Monday, October 29, 2012

Monday Poem: "Deer Skull" -- by Susan Griffin


1

I keep placing my hands over
my face, the fingertips just
resting on the place where I feel
my eyebrows and the fine end
of a bone. My eyes are covered
with the blood of my hands, my
palms hold
my jaws. I do this at dinner.
My daughter asks
Are you all right?
and by a common miracle
when I smile
she knows I am.

             2

I ask her what she will do
after we eat. Sleep she
tells me. But I will clean
the deer skull, wash it.

             3

You gave me this skull in the woods
told me to bring it clean
and tell the story I had told you
before, about how the deer had
come to me, and I said I would.

             4

And I put this skull on an old
newspaper, pulled the lower part
of the jaws free, touched it first
carefully, as if it would fall apart
in my hands, the bone paper-
thin, and then I saw I could
scrub, so brushed the surface with
steel and my fingers and more
and more this surface became
familiar to me.

             5

I wanted to see the lines of it
what it would be if it had been
polished by the wind, the water,
and my hands, these agents making
the skull more itself.
Slowly I was not afraid at all
and my fingers went into the deepest
holes of this thing, not afraid
for myself or it, feeling
suddenly as if cleaning this
small fragment of earth away
from the crevices inside was
like loving.

            6

But it was when I touched the place
where the eyes were that I knew
this was the shell of the deer that had
lived here, this was this deer
and not this deer, her home and
now empty of her, but not
empty of her, I knew also, not
empty of her, as my hands
trembled.

            7

And in that instant remembered you
had been in that body of
that deer dying, what
does it feel like to be a deer
dying, the death consumes
you like birth, you are
nowhere else but in the center.

            8

Remembering those gentle deer
that watched me as I wept,
or the deer that leapt as if
out of my mind, when I saw
speaking there in that green place
the authority of the heart
and the deer of the woods where
my feet stood, stared at me until
I whispered to her and cried
at her presence.

            9

And when I cleaned the skull
I washed myself and sat
my body half out of the water
and put my hands again over
my face, my fingers edging the
bone over my eyes, and I thought
how good this feels and this
is a gesture you make.

            10

Tell this story of the deer's skull
you asked quietly and so I
came in my own time to put
these words carefully here
slowly listing each motion
on this thin paper
as fragile and as tough
as knowledge.

*     *     *     *     *


Susan Griffin is an eco-feminist poet, playwright, essayist and screenwriter.
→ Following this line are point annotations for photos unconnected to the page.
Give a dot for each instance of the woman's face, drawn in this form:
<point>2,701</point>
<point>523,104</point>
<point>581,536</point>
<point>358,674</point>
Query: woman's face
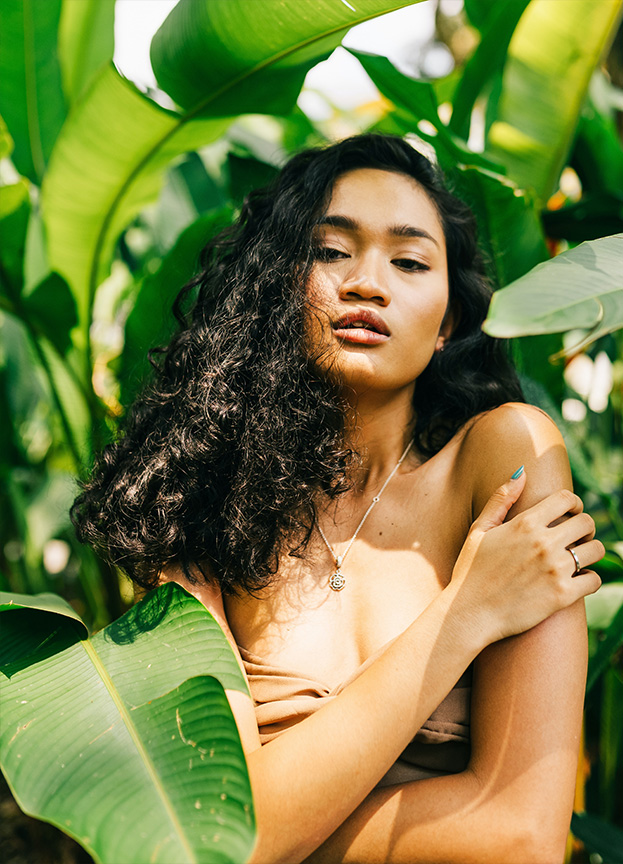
<point>379,282</point>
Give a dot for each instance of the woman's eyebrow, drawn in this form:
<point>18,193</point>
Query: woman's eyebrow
<point>349,224</point>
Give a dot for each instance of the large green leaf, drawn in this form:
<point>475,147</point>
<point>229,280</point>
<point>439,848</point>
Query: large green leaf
<point>51,310</point>
<point>598,836</point>
<point>598,153</point>
<point>108,163</point>
<point>239,57</point>
<point>107,739</point>
<point>416,101</point>
<point>582,288</point>
<point>43,602</point>
<point>486,62</point>
<point>509,226</point>
<point>31,97</point>
<point>6,142</point>
<point>85,42</point>
<point>552,55</point>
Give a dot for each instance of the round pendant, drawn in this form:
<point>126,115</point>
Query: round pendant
<point>337,581</point>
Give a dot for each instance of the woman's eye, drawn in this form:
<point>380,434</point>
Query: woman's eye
<point>409,264</point>
<point>327,253</point>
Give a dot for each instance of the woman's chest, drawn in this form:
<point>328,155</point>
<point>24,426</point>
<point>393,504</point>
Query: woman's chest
<point>400,561</point>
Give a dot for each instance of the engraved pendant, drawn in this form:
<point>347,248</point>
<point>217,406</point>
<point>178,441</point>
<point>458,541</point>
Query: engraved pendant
<point>336,580</point>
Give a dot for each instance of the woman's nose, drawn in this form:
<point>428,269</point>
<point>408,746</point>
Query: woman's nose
<point>365,282</point>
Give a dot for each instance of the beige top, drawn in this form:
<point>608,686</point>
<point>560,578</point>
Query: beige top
<point>284,697</point>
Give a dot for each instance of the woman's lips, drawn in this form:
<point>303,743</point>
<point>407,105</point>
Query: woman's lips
<point>360,336</point>
<point>361,327</point>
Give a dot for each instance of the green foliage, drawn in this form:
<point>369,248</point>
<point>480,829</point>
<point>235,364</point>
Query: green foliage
<point>579,289</point>
<point>106,199</point>
<point>147,719</point>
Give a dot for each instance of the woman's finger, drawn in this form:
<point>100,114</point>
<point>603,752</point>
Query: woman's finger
<point>586,582</point>
<point>558,504</point>
<point>584,555</point>
<point>575,529</point>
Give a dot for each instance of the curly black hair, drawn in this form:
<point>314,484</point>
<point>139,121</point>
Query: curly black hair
<point>224,455</point>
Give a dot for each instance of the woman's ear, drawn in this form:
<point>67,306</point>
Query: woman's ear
<point>448,326</point>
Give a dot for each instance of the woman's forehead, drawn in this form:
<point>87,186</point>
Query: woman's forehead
<point>385,198</point>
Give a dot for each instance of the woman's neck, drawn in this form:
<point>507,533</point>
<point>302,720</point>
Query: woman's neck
<point>379,427</point>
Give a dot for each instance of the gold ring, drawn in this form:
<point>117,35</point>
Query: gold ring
<point>578,566</point>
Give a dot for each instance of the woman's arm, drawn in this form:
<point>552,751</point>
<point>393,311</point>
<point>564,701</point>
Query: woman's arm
<point>309,780</point>
<point>513,803</point>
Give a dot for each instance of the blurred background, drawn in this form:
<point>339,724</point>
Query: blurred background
<point>114,174</point>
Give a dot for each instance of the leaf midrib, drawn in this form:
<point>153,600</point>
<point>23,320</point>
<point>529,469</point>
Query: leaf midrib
<point>30,75</point>
<point>133,732</point>
<point>92,285</point>
<point>596,297</point>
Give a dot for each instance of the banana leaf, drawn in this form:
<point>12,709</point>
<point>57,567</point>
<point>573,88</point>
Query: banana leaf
<point>31,95</point>
<point>581,288</point>
<point>85,43</point>
<point>222,59</point>
<point>125,740</point>
<point>551,59</point>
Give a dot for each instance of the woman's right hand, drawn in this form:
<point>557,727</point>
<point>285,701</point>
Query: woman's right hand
<point>512,575</point>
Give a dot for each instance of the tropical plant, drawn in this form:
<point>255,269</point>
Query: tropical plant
<point>106,199</point>
<point>148,765</point>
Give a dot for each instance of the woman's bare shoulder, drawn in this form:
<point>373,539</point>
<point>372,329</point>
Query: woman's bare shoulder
<point>497,442</point>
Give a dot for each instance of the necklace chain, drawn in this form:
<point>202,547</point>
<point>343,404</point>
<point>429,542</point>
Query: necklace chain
<point>337,580</point>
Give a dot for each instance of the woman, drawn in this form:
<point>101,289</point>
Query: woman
<point>325,460</point>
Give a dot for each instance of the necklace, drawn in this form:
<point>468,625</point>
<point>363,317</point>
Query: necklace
<point>336,579</point>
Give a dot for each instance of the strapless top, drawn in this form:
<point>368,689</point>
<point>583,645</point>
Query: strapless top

Her work includes the extended prose poem Women and Nature and A Chorus of Stones, a finalist for both the Pulitzer Prize and the National Book Critics Award. 

Most recently, she served as editor of Transforming Terror: Remembering the Soul of the World, which includes selections from visionaries such as Desmond Tutu, Jack Kornfield and Terry Tempest Williams. The above poem is found in her poetry collection Bending Home (1998). 

Griffin lives and teaches in Berkley, California.